I only notice these things because of accumulated knowledge and years of political growth and perhaps just getting older.

The author wrote about increased imprisonment causing reductions in crime rates. And it said that everyone benefits, but it ignored an entire sect of the population that was going to prison, people that were not benefited.

People convicted of crimes, even if they completely deserve a sentence, still aren't likely benefited (in their own eyes) by prison. Certainly not all of them.

It makes lots of assumptions that are stated as known facts. And because there are so many statements in there which do seem to be well-substantiated, the other claims are easy to just accept.

(Such as writing "people that were not benefited" above. I don't know that, I just think it. It's an argument, not a fact.)

Until something is written that I know additional information about, or that just doesn't hit right.
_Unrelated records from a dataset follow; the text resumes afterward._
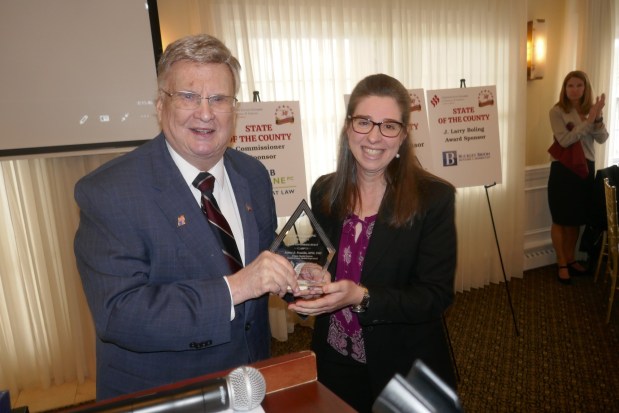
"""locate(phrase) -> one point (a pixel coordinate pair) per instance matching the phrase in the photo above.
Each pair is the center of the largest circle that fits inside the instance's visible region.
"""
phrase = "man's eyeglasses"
(192, 101)
(388, 128)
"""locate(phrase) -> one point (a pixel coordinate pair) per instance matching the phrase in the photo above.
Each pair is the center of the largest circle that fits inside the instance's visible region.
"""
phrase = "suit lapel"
(182, 212)
(380, 243)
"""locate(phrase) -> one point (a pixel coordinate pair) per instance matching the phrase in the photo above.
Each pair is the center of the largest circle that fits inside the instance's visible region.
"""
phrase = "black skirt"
(569, 196)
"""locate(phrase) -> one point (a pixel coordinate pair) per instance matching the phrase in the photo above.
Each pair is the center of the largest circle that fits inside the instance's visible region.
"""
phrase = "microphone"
(242, 390)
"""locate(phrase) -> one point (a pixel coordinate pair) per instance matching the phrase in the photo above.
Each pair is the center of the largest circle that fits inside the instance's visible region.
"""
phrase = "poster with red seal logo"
(271, 133)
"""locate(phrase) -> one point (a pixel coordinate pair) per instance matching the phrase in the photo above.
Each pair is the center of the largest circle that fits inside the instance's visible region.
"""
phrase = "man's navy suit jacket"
(152, 271)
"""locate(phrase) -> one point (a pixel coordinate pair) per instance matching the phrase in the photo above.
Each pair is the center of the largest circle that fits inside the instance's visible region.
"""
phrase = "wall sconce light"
(536, 49)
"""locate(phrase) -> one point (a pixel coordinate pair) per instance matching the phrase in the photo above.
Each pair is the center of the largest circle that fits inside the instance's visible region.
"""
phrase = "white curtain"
(46, 332)
(589, 42)
(313, 51)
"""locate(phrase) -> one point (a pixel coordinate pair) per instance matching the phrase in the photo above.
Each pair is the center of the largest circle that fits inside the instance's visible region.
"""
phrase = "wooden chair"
(603, 253)
(612, 237)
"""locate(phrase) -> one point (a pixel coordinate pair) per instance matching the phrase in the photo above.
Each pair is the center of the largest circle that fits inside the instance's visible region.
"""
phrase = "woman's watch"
(365, 301)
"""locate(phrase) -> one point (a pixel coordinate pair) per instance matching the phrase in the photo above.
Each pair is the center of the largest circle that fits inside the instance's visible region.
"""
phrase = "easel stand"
(496, 238)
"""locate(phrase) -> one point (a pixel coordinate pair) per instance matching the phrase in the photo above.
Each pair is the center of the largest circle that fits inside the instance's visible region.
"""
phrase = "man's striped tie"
(205, 183)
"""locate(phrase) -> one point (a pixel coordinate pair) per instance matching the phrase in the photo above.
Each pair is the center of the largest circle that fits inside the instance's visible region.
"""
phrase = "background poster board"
(464, 130)
(271, 133)
(419, 130)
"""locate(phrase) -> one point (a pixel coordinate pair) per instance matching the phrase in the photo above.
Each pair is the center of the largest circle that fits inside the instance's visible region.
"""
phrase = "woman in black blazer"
(393, 225)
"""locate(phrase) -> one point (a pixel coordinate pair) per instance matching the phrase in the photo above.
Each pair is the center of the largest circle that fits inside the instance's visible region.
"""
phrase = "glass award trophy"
(303, 242)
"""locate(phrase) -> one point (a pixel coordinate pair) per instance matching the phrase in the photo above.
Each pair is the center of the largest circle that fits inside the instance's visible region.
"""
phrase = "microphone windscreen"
(247, 388)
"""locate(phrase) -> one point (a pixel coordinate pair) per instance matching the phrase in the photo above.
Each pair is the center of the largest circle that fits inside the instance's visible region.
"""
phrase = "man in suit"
(165, 302)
The extremely long chapter on baby names closes with:

What the California names data suggest is that an overwhelming number of parents use a name to signal their own expectations of how successful their children will be.

"use a name to signal"

I'm naming my baby Fred because I think Fred will be successful in life.

"use a name to signal" suggests intent, and there are no sources provided to substantiate that.

There are sources discussed for data about how many babies were named what names. None of those sources are said to include information about a parents' intent when naming their child, except one or two anecdotes, and those anecdotes don't support the conclusion!

One mother named her daughter Temptress because she misheard someone's name & miscopied it, and didn't know what a "temptress" was.

She did not name her daughter Temptress because she expected her daughter to be a temptress, per the authors' own words!

I have a better example for the accumulated knowledge thing, but I can't remember what it was. Ugh.

I still like the book. But I have to be more critical reading it than I realized when it was talking about sumo wrestlers and teachers cheating on SATs and a corporate bagel delivery business, things I know nothing about.

When it got onto abortion and crime and prison and other stuff I'm more informed on, some stuff wasn't sitting right, like oh buddy you're missing something important in your analysis.

I feel misled because I originally expected some kind of "objective economist" perspective. There's surely no such thing.

But I learned & kept reading. I'm happy to hear the arguments, and there's much on which I agree with the authors, a lot that does seem right.